Nach dem Vorfall, dessen genaue Umstände noch unklar sind, haben sich die Chancen auf einen Waffenstillstand, über den zuvor verhandelt wurde, eigentlich verschlechtert. Beide Seiten beschuldigen sich gegenseitig. Am Sonntag waren Delegationen der Hamas und der Vermittlerstaaten USA und Katar in Kairo zu einer weiteren Gesprächsrunde eingetroffen. Israel dagegen hat vorerst keine Delegation entsandt.

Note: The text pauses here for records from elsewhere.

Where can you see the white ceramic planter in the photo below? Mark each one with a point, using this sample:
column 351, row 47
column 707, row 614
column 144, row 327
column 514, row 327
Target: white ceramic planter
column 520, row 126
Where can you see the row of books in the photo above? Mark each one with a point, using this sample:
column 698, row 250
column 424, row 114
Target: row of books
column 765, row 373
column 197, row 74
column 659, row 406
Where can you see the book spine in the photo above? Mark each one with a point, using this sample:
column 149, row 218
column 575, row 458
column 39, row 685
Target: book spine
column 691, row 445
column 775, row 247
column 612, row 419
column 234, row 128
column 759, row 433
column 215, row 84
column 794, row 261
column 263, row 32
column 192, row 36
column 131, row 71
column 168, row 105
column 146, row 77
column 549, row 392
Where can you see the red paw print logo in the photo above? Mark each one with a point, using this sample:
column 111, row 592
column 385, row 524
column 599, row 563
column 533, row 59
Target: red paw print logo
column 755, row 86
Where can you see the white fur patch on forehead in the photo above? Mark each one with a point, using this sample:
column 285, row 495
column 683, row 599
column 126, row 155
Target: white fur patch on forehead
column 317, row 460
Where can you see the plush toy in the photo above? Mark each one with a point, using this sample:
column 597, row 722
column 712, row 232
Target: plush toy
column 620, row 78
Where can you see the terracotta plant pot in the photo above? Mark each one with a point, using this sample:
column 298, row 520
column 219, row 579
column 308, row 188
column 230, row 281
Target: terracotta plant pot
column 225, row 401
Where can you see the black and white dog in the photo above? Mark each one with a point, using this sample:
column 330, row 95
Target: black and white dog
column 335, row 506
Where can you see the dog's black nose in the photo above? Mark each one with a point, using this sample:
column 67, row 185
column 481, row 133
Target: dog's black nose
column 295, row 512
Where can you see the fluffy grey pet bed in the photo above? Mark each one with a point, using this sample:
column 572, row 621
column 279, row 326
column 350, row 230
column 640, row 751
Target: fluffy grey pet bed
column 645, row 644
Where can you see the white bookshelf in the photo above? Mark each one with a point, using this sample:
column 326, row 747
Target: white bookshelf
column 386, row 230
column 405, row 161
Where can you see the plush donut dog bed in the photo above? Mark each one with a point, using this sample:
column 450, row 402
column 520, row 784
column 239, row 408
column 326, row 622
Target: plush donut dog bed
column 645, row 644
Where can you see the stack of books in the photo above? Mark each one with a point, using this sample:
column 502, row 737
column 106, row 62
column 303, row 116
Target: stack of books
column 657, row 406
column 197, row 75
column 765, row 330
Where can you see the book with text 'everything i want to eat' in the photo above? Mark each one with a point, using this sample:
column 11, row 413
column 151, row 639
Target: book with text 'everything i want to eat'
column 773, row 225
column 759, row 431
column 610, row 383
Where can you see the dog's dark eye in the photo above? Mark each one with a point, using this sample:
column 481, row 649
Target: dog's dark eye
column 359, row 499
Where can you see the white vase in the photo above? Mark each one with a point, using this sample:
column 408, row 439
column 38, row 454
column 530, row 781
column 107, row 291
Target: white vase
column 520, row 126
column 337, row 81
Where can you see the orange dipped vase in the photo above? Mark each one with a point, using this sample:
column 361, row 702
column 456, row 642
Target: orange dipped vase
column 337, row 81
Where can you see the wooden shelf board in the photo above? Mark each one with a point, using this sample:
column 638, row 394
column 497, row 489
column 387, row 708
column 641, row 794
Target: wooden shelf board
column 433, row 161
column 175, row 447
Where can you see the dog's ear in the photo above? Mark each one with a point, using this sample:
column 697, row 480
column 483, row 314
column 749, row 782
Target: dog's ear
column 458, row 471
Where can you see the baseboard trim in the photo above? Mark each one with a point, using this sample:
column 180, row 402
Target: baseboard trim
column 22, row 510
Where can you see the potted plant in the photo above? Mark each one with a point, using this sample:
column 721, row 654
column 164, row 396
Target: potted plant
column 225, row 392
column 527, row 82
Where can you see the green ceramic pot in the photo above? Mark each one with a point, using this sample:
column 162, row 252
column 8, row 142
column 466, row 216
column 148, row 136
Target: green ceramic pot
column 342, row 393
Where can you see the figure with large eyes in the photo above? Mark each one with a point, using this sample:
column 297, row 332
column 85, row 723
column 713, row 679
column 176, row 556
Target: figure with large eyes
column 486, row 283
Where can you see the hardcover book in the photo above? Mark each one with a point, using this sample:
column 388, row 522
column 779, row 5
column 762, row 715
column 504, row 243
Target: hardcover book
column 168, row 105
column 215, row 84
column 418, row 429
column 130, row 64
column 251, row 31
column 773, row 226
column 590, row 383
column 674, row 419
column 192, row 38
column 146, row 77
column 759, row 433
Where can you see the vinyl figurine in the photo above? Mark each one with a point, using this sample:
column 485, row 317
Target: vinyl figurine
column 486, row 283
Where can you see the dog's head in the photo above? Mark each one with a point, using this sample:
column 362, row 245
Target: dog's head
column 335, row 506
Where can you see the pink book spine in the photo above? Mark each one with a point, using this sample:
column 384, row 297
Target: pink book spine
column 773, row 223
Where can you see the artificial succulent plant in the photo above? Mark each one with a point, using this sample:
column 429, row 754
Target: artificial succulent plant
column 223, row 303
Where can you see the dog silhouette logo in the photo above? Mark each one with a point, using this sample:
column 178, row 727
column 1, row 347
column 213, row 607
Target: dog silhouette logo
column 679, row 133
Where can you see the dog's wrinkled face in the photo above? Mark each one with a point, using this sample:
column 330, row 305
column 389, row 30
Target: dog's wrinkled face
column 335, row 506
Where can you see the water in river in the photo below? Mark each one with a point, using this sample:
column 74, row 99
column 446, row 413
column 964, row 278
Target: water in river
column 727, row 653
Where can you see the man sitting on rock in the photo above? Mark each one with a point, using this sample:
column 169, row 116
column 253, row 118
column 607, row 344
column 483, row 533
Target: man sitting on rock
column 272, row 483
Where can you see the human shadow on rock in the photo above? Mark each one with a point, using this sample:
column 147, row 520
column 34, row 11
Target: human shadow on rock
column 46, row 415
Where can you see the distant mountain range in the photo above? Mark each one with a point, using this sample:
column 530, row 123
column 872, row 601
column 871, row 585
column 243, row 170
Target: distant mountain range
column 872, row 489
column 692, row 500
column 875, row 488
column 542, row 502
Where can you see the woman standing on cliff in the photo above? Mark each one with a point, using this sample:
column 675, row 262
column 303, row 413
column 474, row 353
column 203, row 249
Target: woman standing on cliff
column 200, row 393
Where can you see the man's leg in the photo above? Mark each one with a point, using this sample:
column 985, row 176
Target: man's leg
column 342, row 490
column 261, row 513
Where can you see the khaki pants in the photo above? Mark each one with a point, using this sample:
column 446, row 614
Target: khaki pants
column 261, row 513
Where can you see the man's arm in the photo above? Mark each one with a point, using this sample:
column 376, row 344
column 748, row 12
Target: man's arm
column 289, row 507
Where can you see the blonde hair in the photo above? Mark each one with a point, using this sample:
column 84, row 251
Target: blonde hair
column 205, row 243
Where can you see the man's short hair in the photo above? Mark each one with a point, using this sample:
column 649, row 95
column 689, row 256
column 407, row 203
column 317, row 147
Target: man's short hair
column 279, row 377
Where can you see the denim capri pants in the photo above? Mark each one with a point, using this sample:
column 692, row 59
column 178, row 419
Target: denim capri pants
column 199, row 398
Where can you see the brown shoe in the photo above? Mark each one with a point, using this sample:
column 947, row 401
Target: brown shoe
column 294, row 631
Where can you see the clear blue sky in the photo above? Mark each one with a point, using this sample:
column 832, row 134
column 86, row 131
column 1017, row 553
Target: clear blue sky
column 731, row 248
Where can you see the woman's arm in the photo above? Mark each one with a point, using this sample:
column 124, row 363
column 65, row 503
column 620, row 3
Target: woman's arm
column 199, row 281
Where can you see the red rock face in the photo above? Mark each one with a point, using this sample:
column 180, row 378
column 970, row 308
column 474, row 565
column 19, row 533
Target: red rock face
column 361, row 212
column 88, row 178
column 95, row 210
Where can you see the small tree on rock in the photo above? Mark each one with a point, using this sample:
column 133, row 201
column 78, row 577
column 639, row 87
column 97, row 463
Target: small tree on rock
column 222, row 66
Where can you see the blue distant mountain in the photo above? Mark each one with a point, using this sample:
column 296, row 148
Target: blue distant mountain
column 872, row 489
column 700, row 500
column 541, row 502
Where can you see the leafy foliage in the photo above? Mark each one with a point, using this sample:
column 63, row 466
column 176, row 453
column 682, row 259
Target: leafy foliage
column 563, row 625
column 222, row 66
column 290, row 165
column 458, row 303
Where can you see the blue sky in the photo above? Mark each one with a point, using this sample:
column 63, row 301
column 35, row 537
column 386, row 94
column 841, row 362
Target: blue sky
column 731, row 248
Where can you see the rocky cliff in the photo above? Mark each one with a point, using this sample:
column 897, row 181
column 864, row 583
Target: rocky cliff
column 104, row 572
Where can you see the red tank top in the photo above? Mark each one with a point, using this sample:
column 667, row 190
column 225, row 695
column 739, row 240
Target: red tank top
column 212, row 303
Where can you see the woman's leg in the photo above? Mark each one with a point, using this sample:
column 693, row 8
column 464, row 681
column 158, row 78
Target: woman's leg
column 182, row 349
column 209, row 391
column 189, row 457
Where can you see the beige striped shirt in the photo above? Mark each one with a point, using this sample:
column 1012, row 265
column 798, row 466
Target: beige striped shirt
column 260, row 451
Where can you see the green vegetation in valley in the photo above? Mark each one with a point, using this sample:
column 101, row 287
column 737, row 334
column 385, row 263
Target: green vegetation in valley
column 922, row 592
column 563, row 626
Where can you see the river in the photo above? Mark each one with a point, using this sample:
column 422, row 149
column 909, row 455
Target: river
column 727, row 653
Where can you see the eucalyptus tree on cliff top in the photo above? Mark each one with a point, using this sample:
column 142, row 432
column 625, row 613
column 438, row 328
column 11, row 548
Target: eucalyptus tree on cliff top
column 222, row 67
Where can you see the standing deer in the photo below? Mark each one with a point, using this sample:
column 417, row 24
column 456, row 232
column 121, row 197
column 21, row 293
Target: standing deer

Hoffnung auf eine Waffenruhe
Patriarch Pizzaballa hat dennoch Hoffnung:
„Die nötigen Elemente für eine mögliche Waffenruhe gibt es - und es gab sie immer. Man muss nur wollen. Es braucht auf allen Seiten den Willen, Kompromisse zu finden. Es ist klar, dass auf beiden Seiten Kompromisse geschlossen werden müssen, und ich habe den Eindruck, dass dies im Moment in greifbare Nähe rückt, zum einen, weil auch der Fastenmonat-Ramadan naht, der für die Beziehungen untereinander immer ein sehr heikler Monat ist, und zum anderen, weil nach fünf Monaten auf allen Seiten eine offensichtliche Ermüdung der Situation zu spüren ist. Es gibt den Wunsch, etwas zu tun, um diesem Konflikt eine andere Richtung zu geben. Ich denke, die Zeit ist reif, andere Wege einzuschlagen."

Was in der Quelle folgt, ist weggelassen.